Residential walls may be framed with metal studs and track, but the most common method by far is wood stud framing. The price for the materials is comparable but steel arguably makes straighter walls, since it won't warp like common pine.
It's always easier to tape and float walls and make them look good in the absence of warping.
Walls Should be Framed to Meet Local Building Code
In most places, the local structural building code specifies either 16” or 24” on center. Obviously, 16” makes for a sturdier structure. In any event, it is important to check before getting started. Drywall, or Sheetrock as it is sometimes called, is available in lengths of 8', 10', and 12'.
The width on the other hand, is always 4'. All these dimensions are deliberate; the width and the various lengths all work with the code-specified framing. Check the wall framing to be sure it's right. It may be necessary to add cripples (short studs) under a kitchen pass-through window, over doorways or case openings, etc.
Drywall Screws or Nails?
This choice is straightforward; with metal studs, use fine-thread drywall screws. Use one within 2” of the joints and about every 8” in the field. With wood stud framing, use either coarse-thread screws or drywall nails.

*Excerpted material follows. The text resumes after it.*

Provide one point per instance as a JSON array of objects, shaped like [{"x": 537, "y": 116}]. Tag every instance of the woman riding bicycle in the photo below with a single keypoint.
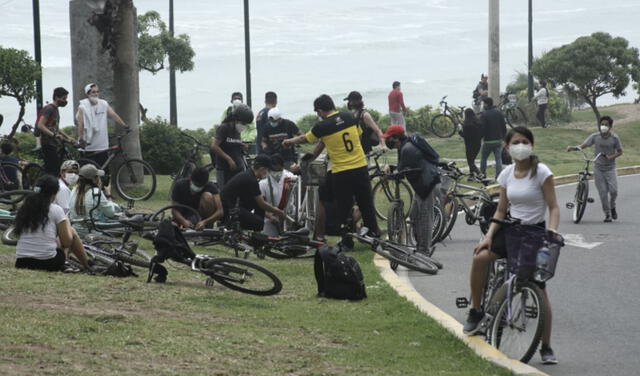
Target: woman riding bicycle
[{"x": 526, "y": 190}]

On ceilings, screws are a better choice because of their superior holding power. When using nails on walls add a “helper nail” within 1” of each nail. All fasteners must be slightly dimpled below paper level without breaking the paper surface.

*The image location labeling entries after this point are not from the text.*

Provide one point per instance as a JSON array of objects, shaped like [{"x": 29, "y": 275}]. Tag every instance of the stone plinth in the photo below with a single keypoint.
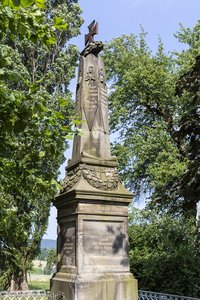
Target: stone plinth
[{"x": 93, "y": 262}]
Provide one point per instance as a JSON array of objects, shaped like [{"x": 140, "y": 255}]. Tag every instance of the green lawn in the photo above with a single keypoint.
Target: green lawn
[{"x": 39, "y": 285}]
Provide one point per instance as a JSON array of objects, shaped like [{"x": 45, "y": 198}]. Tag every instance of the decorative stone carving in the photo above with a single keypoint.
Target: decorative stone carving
[{"x": 103, "y": 178}]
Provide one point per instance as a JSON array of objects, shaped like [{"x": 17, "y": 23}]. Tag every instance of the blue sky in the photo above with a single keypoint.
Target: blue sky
[{"x": 117, "y": 17}]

Hang Drywall on the Ceilings First
The drywall on the ceiling should be installed with the sheets perpendicular to the ceiling joists. This is usually a two-person job although using a drywall lift takes most of the agony out of this overhead job.
Always stagger the joints. To make the best use of material, try to use the drop-offs from one end to start the next one, similar to installing laminate floors or hardwood floors.
Sheetrock the Walls Next
In commercial construction, or when using metal framing, drywall sheets are usually installed standing up. With wood framing, they are laid down. Why? Because, as mentioned above, wood tends to warp, whereas metal will not.
If there is a door or window on the wall, it's important that a joint doesn't land on the corner. If it does, it will crack there sometime in the future, especially on a door. It's annoying to look forward to repairing drywall seams.
Instead, measure back from the center of one of the cripples to the corner of the room, do the math, and decide how to cut the first sheet to begin hanging out of the corner. Shim the sheet 1/2” off the floor and use a 4' level to make sure it's level.
Install the Corner Bead
There are two types of corner bead material commonly found on the market. Galvanized steel is the traditional type, but plastic is gaining in popularity. One thing plastic has going for it is that it won't rust.
Either type may be screwed on prior to taping and floating drywall, but the preferred method for metal is to use a rubber mallet and corner bead crimper. Plastic may be stapled.
To finish up the job, tape and float, texture, and paint.